But another coffee drink is popping up across Instagram stories and Twitter feeds with the hashtag #daglonacoffeechallenge.


The two-layered drink called dalgona coffee has taken the internet by storm.


Julia Peters owns Peixoto Coffee Roasters, a coffee shop in Chandler, Arizona, that specializes in high-quality beans and espresso drinks. She first heard of the dalgona coffee trend from a local food blogger, followed by customers asking about the whipped coffee drink.


"I think it's very visually pleasing," Peters says. "It's very beautiful with the luscious coffee-infused syrup."


What is dalgona coffee?


Dalgona coffee has four main ingredients: instant coffee, sugar, hot water and milk. These ingredients are made into two layers: milk and a dollop of thick, pudding-like coffee mixture that floats on top.


Videos of home cooks and food bloggers spooning frothy, thick coffee onto milk piqued curiosity around the world after a video of the drink, which is inspired by a South Korean candy, was posted early this year.


One of the original YouTube tutorials, originally posted on February 22, now has over 4 million views and the hashtag #dalgonacoffee now has 118,000 associated posts on Instagram.

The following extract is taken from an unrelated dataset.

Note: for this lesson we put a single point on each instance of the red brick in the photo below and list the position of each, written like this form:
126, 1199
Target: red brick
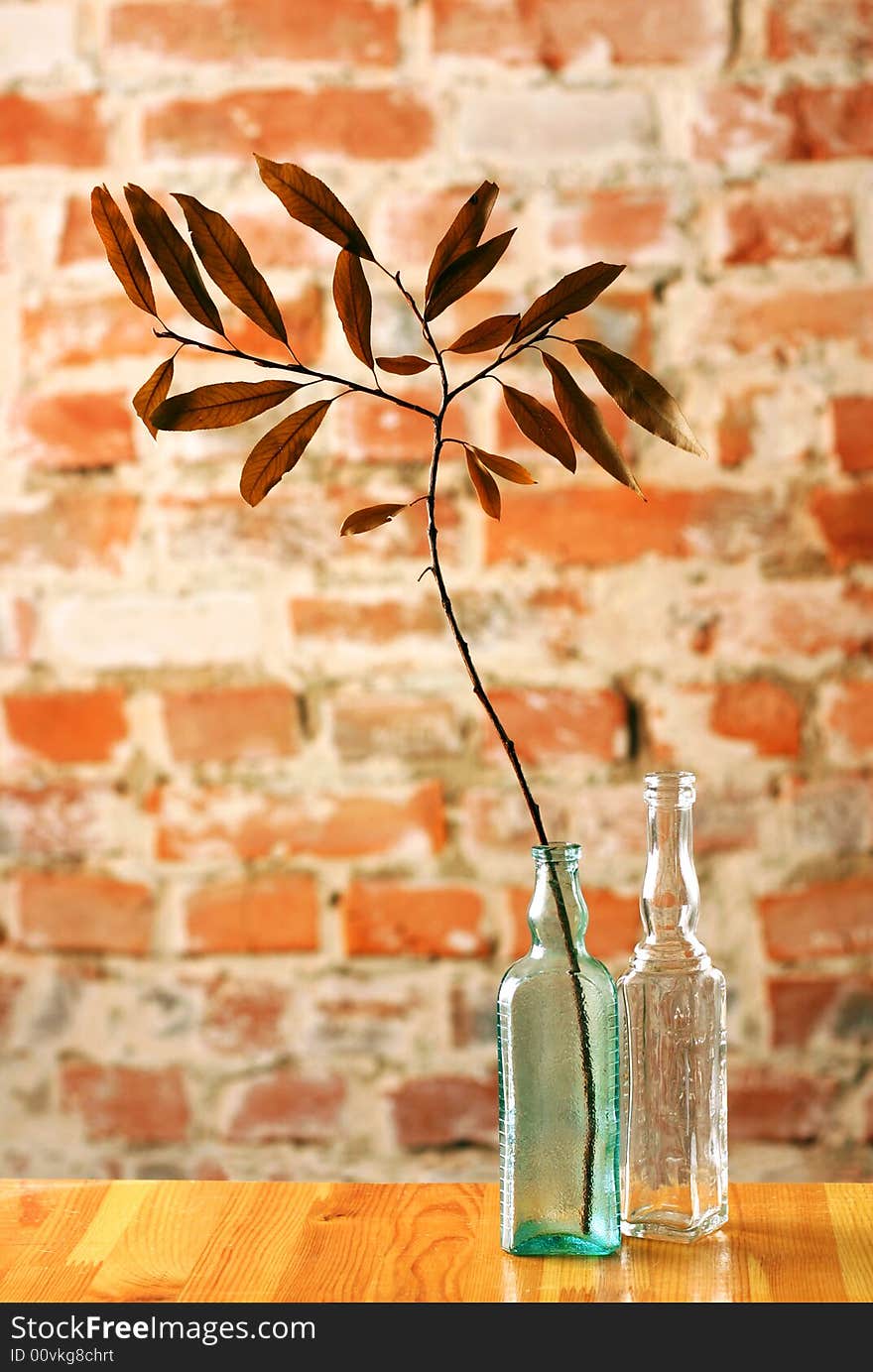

How to make dalgona coffee


While many variations of the recipe work, the simplest version requires equal measurements of instant coffee, sugar and hot water. For one serving, use roughly two tablespoons of each.


Next, the coffee, sugar and water need to be whipped. Using either a small mixing bowl or a large mug, whip the coffee by hand or with a hand-held mixer.


The coffee will gradually become thicker and lighter in color. Continue whipping until the coffee reaches the texture of softly whipped cream or airy pudding.


Next, pour cold milk into a glass and add ice cubes. Finally, spoon the whipped coffee into the glass, floating the mixture on top of the milk.


If your arm isn't too sore from whipping coffee, take a photo of the creation and post with the hashtag #dalgonacoffeechallenge.


When it comes to actually drinking the coffee, you have to undo some of your work. The whipped coffee on top of the milk is too thick to sip the milk through, so give it a good mix.


But, is it any good?


While dalgona coffee is taking the Internet by storm, Peters says in her professional opinion, it's not the best coffee option.


"Instant coffee is the lowest quality of coffee you can find," she says, explaining that quality beans are sold to specialty roasters or sold as whole beans. The leftovers become instant coffee.


Dalgona coffee also has a lot of sugar.


"It really is a treat more so than a coffee beverage," she says.


Regardless, Peters says she is glad people are taking an interest in experimenting with coffee while at home. Peixoto's Instagram feed is full of videos and explanations on how to make a pour over, use an AeroPress or Chemex coffee maker.


"We have always been big on education and home brewing" Peters says.


And since she can't hold brewing classes at the shop currently, the simplified tutorials help customers stay connected without feeling intimidated by complex recipes and techniques.


"Anyone, as long as they have coffee and water, can brew at home," Peters says.